Me: Why yes! I shall send one on Tuesday and then another on Thursday! And, because they need to be there by Saturday at the latest, I will pay exorbitant fees to guarantee that Tuesday package arrives Thursday and Thursday Package arrives Saturday! I'll even waive the signature!
USPS: Alright! They are GUARANTEED arrival by 3:00 p.m. on those days!
Me: Yay! Thank you so much USPS!
Today (Saturday) comes
Friend (recipient of said packages): ...Hey megansleevwillow, USPS hasn't delivered the packages yet.

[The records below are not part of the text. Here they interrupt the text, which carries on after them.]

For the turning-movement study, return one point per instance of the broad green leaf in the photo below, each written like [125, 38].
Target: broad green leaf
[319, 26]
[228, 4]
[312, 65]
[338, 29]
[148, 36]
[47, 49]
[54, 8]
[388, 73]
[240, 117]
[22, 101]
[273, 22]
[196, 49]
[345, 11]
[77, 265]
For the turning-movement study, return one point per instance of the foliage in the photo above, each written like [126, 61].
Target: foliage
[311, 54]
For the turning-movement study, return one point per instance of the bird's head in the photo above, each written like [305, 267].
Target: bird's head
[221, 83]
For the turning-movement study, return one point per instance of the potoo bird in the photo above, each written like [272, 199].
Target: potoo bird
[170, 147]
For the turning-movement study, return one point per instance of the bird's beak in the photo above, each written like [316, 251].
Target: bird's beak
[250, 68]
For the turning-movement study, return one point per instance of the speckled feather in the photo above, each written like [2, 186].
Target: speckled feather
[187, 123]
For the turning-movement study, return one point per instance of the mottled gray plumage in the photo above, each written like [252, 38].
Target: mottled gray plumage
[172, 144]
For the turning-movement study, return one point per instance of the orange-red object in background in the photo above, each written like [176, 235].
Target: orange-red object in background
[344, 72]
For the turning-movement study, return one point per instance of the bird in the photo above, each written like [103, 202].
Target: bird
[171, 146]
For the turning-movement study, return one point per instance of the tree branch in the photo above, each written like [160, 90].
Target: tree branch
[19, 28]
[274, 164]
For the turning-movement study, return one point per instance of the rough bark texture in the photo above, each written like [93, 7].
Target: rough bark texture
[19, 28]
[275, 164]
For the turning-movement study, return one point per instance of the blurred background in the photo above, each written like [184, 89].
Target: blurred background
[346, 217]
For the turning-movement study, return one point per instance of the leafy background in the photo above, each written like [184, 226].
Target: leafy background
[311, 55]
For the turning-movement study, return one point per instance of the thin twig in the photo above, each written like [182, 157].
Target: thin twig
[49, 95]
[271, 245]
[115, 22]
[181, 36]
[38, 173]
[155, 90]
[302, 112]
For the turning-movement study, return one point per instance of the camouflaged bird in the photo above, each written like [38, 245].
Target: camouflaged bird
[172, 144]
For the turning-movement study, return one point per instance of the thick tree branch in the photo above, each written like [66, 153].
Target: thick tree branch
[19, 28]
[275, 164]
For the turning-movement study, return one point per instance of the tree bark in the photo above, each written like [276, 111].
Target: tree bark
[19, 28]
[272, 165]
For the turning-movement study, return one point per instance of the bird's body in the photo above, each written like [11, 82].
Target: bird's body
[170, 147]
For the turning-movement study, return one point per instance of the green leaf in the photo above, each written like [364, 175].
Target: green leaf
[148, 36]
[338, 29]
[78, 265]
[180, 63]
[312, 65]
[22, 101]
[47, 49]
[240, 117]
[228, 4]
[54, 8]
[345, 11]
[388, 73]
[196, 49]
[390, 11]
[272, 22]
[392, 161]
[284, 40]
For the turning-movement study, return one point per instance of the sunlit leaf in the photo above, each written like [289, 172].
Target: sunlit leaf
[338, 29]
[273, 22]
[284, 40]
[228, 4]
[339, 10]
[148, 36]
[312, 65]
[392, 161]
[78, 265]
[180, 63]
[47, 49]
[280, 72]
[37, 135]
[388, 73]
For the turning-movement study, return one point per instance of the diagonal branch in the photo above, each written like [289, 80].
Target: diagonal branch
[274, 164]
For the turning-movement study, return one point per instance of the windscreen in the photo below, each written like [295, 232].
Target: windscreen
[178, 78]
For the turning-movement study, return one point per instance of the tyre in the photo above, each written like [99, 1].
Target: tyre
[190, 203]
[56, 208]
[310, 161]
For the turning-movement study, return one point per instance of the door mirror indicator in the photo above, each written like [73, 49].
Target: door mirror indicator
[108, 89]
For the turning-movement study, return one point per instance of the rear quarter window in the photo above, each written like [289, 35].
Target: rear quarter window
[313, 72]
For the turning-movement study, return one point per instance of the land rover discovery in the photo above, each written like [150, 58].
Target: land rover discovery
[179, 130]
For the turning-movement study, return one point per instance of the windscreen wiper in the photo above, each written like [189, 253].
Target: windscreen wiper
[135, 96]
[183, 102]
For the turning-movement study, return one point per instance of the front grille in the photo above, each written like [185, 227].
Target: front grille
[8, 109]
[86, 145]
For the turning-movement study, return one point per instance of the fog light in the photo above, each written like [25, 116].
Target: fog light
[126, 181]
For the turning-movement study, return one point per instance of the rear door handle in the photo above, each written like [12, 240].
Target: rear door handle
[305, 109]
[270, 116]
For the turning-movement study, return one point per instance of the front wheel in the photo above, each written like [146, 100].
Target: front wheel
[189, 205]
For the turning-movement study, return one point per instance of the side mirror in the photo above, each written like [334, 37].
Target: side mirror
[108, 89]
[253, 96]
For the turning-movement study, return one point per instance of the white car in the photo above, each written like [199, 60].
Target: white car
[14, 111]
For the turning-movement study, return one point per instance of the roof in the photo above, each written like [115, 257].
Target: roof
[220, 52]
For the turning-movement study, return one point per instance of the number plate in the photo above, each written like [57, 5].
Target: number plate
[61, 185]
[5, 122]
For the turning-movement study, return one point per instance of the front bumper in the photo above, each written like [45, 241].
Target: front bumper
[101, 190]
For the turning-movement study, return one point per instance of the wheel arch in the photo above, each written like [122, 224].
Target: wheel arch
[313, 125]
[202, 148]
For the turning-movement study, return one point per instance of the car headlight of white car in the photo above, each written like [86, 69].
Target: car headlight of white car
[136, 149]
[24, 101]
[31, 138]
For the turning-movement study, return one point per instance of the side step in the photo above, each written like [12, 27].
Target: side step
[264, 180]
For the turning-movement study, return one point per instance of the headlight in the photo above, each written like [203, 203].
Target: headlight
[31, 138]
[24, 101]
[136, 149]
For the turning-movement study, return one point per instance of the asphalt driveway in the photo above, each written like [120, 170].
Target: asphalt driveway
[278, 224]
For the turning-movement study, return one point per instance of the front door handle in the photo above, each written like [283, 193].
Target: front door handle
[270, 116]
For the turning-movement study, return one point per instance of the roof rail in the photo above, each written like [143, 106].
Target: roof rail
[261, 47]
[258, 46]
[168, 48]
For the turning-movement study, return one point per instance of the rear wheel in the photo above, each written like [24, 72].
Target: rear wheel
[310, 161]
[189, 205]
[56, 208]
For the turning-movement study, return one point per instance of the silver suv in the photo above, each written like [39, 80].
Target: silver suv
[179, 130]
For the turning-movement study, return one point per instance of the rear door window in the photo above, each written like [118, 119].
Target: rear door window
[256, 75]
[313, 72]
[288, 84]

Me: ...wat. (Checks USPS.com)
USPS: FUCK YOU AND YOUR FRIEND'S BIRTHDAY. TUESDAY PACKAGE DIDN'T EVEN ARRIVE UNTIL FRIDAY (AND FUCK YOUR WAIVED SIGNATURE, WE'RE HOLDING IT HOSTAGE AND REFUSING TO RING THE DOOR BELL OR EVEN BE AT THE OFFICE) AND THURSDAY PACKAGE IS MIA. THANKS FOR THE RIDICULOUS AMOUNT OF MONEY, JACKASS. Oh, and you'd like to file a claim online or in person? FUCK YOU, YOUR MONEY IS OURS BITCH.
I HOPE THE USPS BANKRUPTS SO HARD AND THEN BURNS TO THE GROUND.